Is there a water crisis in China? Anyone who has traveled around the dustbowls of the northern provinces might believe the environmentalists’ warning that the country’s economic growth is literally in danger of drying up.
The facts are stark. Officially, China has 2,800 billion cubic meters of freshwater resources, which works out at just 2,300 cubic meters of water per head, a quarter of the world average. Deduct basic ecological demands and floodwater run-off and this sinks to well below the 1,000 cubic meters the UN uses to define a "water stressed" society.
Moreover, these limited resources are unevenly distributed: the subtropical south is home to around 80% of the total, while the semi-arid north – which has more farmland and mineral resources – is left high and dry. In the North China Plain, a vast swathe of land running from northern Jiangsu to Beijing and Hebei, per capita availability is just 305 cubic meters. Tianjin (160 cubic meters) has a lower per capita water resource than the semi-desert state of Jordan (179 cubic meters).

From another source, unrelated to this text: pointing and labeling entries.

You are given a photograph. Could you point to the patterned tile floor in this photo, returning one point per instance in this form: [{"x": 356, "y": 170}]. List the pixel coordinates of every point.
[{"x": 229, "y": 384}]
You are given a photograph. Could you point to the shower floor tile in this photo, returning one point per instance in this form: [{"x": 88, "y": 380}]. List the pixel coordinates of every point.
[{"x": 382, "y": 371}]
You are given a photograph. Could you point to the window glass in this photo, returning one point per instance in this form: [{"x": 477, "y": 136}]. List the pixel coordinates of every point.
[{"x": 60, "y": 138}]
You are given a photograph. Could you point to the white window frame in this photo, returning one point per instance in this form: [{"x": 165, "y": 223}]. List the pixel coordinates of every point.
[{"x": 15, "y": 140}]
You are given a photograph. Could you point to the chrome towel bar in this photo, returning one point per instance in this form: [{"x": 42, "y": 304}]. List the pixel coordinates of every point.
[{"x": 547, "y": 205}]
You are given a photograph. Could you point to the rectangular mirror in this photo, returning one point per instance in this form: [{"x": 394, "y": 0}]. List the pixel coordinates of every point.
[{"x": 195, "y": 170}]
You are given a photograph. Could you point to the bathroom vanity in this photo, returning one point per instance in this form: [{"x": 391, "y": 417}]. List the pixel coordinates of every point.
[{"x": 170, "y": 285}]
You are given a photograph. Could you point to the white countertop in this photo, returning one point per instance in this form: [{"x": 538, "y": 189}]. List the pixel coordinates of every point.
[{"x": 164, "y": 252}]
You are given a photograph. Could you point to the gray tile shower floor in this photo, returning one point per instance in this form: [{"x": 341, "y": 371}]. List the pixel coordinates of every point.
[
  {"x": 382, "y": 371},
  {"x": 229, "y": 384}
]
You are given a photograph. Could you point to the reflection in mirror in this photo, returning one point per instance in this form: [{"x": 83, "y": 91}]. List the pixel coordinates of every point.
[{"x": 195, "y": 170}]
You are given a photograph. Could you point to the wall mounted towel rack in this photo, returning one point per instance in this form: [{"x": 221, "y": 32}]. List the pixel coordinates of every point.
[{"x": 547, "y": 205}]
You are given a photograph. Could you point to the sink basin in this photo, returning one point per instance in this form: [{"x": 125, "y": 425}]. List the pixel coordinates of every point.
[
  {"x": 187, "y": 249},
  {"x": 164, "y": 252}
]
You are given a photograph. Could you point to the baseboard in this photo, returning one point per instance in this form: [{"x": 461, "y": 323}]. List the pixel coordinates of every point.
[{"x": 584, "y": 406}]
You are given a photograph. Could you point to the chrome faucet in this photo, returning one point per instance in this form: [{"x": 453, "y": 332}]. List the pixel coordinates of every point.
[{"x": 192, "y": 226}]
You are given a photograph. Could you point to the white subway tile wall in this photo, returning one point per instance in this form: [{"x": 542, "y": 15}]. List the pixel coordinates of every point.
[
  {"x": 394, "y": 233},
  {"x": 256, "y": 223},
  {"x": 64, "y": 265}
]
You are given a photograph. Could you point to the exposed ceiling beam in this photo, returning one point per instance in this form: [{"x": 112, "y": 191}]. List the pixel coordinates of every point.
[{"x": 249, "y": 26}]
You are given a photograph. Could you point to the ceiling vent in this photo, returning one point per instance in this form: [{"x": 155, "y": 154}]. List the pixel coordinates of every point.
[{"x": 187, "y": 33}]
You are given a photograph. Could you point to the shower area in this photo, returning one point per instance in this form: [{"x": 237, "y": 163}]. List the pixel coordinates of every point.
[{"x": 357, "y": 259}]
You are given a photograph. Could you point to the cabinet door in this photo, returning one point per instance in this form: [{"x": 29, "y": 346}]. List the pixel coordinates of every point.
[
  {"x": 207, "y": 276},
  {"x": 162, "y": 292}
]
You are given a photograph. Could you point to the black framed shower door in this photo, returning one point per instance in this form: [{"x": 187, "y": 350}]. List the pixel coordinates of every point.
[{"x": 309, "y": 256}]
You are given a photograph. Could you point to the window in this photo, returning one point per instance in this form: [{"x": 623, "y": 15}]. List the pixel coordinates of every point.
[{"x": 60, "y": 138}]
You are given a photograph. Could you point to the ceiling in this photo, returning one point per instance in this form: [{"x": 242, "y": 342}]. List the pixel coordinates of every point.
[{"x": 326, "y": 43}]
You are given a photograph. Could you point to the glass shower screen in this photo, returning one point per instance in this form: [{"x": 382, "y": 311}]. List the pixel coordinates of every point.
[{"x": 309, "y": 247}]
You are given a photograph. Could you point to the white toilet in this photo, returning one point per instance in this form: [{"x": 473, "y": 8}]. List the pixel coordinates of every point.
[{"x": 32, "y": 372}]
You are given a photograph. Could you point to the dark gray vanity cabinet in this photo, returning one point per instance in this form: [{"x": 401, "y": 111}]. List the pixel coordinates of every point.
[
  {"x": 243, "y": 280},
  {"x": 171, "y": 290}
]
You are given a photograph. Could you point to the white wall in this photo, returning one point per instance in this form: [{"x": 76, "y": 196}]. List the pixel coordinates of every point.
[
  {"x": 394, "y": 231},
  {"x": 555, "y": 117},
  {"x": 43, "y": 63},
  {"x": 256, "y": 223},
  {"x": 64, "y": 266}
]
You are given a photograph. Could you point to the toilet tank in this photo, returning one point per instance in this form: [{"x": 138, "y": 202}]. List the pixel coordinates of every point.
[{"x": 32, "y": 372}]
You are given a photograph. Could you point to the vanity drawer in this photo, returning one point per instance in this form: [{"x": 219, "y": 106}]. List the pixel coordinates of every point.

Every year an average of 15 million hectares of farmland suffer from drought and two-thirds of China’s 669 cities are water-short, creating a gap in urban supply of 40 billion cubic meters.
Much of this problem is man-made. Inefficient agricultural usage and industrial pollution are exacerbating natural water shortages in the arid north and creating scarcity in the wet south. Meanwhile, overuse of chemical fertilizers, mass industrialization and inadequate wastewater treatment mean that around 60% of monitored sections of China’s rivers and lakes are unsuitable for drinking or human contact, while up to 90% of shallow groundwater in cities is contaminated with organic and inorganic pollutants. This explains why many of China’s 400 water-scarce cities are located in the wet south.
What to do? Dismal scientists they may be, but some economists argue that things are not as bad as the environmentalists would have us believe.
This is largely because overall water demand has proved remarkably elastic. Over the past 10 years, China pulled off the amazing trick of making more from less: the economy barreled along with a fixed total supply of water. Increases in domestic and industrial use were compensated for by a decline in water going to agriculture – yet grain output held up, and water shortages have yet to take a severe macroeconomic toll.
Despite gloomy prophecies that China will run dry, solutions have always been found. And there is reason to believe that, with better regulation of water usage and productivity gains, new solutions will continue to be found.
Further efficiency gains can undoubtedly be made in agriculture, especially in the often aging large state-operated irrigation districts. Another economic solution is the idea of importing "virtual water" (i.e. thirsty goods such as grain and beef) from abroad or from wetter parts of the country.
But the best way of making more efficient use of a dwindling water resource is make users pay more for it, especially farmers. So far the government has shied away from stirring up this political hornets’ nest – but that final option remains.
It is too early to despair: China is not in Ozymandias territory yet.